State Prosecution Files Indictment Against Orich, Seeks to Bar Him from the Prime Minister’s Office
The State Prosecutor’s Office today (Thursday) submitted to the Tel Aviv District Court a notice amending the security indictment filed against Eli Feldstein and reserve soldier Ari Rosenfeld, over the theft of secret and sensitive information from IDF Intelligence systems and its publication in the German newspaper Bild. The amended indictment adds Yonatan Urich, the prime minister’s personal communications adviser, as a defendant, updates the facts section and the statutory charges accordingly, and adds prosecution witnesses. Urich is charged with conveying secret information with intent to harm state security, conveying secret information, possessing secret information, and destroying evidence. The filing was approved by the attorney general and the state prosecutor. In parallel, the prosecution is seeking restrictive conditions against Urich until the end of the proceedings, including a total ban on entering the Prime Minister’s Office and a ban on entering any security facility or any place where secret information may be held, as well as a ban on direct or indirect contact with anyone involved in the case, including witnesses and suspects. It should be noted that in practice, the prosecution is seeking to keep Urich away from Netanyahu shortly before the elections, and the meaning is that this would prevent him from leading the Likud campaign. The reason is that Netanyahu was added as a prosecution witness in the case, and Urich is prohibited from contacting those involved, as is customary in any criminal case. The prosecution said that, “The indictment was filed over the theft of especially sensitive secret information from IDF Intelligence systems, including raw intelligence, and its subsequent publication in a foreign media outlet, after the censors completely banned its publication in Israel, in order to influence public discourse on the handling of the hostage issue.”
According to the indictment, Urich and Feldstein used classified information at a high level of secrecy from the military system to influence the media discourse.
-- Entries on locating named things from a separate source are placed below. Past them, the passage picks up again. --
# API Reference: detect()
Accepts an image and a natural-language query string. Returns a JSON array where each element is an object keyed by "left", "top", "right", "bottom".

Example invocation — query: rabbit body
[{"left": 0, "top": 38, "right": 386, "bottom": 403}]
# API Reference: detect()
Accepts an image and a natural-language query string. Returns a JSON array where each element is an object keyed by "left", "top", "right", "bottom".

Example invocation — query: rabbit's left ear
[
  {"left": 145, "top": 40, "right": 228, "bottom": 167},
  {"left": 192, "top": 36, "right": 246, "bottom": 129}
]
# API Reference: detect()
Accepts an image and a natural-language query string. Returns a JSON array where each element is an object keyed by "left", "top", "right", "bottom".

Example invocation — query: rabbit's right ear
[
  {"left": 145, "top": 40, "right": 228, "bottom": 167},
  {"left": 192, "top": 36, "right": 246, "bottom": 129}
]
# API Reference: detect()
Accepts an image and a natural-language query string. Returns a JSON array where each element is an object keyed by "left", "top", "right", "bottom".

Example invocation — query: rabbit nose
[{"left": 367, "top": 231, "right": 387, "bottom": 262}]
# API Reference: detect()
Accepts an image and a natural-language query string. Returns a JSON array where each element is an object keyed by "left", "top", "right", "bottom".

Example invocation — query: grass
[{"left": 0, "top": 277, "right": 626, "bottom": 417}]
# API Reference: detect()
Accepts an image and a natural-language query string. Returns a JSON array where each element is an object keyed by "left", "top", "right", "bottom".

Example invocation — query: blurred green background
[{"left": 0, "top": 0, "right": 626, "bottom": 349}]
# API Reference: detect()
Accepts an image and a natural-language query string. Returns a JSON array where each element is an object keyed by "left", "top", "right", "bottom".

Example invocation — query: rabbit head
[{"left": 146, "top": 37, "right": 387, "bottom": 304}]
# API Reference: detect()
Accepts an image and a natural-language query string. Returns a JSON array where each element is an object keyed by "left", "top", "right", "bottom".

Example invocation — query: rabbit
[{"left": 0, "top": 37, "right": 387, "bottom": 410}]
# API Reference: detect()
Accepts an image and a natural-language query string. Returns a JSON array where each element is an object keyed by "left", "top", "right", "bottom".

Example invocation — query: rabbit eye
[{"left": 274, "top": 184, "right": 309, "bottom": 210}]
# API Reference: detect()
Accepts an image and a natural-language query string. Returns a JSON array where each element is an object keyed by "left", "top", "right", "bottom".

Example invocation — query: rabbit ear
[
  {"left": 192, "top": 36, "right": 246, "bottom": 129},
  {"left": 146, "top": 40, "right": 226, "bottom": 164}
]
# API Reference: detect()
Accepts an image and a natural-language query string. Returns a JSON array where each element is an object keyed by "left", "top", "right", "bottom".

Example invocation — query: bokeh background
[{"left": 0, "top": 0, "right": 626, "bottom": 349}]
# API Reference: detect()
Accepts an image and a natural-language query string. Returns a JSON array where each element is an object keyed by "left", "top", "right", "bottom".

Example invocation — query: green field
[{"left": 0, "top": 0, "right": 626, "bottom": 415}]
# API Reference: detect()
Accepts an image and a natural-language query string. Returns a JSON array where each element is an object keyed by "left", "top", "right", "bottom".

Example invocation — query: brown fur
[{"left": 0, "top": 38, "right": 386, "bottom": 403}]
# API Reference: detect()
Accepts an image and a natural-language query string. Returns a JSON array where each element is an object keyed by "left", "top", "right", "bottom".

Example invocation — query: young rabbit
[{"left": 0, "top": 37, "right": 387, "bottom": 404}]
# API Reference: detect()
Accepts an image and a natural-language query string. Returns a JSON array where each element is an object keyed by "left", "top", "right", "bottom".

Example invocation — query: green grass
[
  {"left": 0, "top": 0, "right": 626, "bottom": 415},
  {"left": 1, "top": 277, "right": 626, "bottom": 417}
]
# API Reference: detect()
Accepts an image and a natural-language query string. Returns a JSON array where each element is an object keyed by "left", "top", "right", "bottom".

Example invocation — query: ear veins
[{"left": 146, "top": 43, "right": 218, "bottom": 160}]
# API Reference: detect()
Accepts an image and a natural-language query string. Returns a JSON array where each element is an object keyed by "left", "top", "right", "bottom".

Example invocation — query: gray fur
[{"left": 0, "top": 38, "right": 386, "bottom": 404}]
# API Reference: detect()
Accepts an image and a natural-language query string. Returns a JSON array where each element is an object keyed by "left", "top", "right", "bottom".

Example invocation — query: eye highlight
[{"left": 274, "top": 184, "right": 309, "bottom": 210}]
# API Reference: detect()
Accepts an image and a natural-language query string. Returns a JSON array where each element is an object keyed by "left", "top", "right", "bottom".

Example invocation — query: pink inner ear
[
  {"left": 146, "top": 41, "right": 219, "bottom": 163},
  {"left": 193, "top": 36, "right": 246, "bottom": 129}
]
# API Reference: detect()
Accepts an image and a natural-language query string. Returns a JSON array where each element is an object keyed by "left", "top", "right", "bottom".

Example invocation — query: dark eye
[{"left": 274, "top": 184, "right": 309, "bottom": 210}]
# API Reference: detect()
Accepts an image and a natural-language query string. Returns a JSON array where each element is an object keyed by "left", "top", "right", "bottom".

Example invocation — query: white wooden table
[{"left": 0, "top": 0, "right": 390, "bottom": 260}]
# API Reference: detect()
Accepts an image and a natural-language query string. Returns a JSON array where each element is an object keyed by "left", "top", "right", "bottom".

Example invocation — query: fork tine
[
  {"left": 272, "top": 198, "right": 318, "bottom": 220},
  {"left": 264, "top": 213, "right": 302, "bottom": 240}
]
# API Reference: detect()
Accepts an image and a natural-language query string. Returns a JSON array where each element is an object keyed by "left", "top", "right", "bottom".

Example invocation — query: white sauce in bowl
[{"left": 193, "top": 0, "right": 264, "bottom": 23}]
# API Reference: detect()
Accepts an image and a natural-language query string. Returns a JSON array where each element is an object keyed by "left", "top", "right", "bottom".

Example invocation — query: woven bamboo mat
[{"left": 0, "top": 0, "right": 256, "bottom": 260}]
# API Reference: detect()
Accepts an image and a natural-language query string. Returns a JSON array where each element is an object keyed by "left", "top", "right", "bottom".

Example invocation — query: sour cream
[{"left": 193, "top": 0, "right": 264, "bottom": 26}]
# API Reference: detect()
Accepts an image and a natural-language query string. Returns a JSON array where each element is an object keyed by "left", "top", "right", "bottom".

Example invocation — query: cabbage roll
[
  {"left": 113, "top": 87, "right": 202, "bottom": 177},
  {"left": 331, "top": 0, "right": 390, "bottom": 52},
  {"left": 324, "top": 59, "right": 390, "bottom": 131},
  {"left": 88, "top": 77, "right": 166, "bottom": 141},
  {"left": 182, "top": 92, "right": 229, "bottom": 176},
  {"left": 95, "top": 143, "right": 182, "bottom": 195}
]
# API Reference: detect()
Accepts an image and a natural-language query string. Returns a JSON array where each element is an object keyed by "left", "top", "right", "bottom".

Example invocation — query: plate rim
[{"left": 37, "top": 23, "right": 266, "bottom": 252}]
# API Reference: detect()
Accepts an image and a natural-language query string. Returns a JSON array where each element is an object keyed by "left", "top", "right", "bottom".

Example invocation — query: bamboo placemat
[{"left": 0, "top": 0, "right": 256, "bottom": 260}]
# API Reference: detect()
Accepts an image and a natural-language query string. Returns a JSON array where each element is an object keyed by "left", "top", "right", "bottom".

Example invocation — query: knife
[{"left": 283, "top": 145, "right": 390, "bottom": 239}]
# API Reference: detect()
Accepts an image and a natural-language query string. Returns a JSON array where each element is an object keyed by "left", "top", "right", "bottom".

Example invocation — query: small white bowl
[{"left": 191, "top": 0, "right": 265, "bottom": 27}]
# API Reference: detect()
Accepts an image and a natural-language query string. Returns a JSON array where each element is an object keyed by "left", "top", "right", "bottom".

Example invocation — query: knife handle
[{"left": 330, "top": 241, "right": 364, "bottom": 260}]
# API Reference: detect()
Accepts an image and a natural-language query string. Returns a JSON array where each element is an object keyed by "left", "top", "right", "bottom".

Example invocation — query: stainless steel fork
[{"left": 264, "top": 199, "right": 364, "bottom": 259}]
As part of this, Feldstein and Urich worked to have one of the items published in the German newspaper Bild, knowing that it was secret information and despite being aware that the military censor had not allowed its publication in Israel, while taking a real risk of harming vital security interests. In addition, Feldstein, in advance coordination and with Urich’s approval, passed information he had received from Rosenfeld to additional unauthorized parties. The actions of Urich, Rosenfeld, and Feldstein led to the exposure of the existence of a secret intelligence means, its capabilities, and the ways it is used. The public disclosure of the secret information could cause real damage to the security interests of the State of Israel, mainly in the areas of intelligence collection and exposure of intelligence sources, through which lives are saved, since it reveals classified missions, capabilities, methods of operation, and means used by the intelligence community in various arenas. It was also alleged that the day after Feldstein and Rosenfeld were arrested, Urich replaced his mobile phone and deliberately refrained from transferring the correspondence that was on the previous phone, in order to prevent it from being presented as evidence.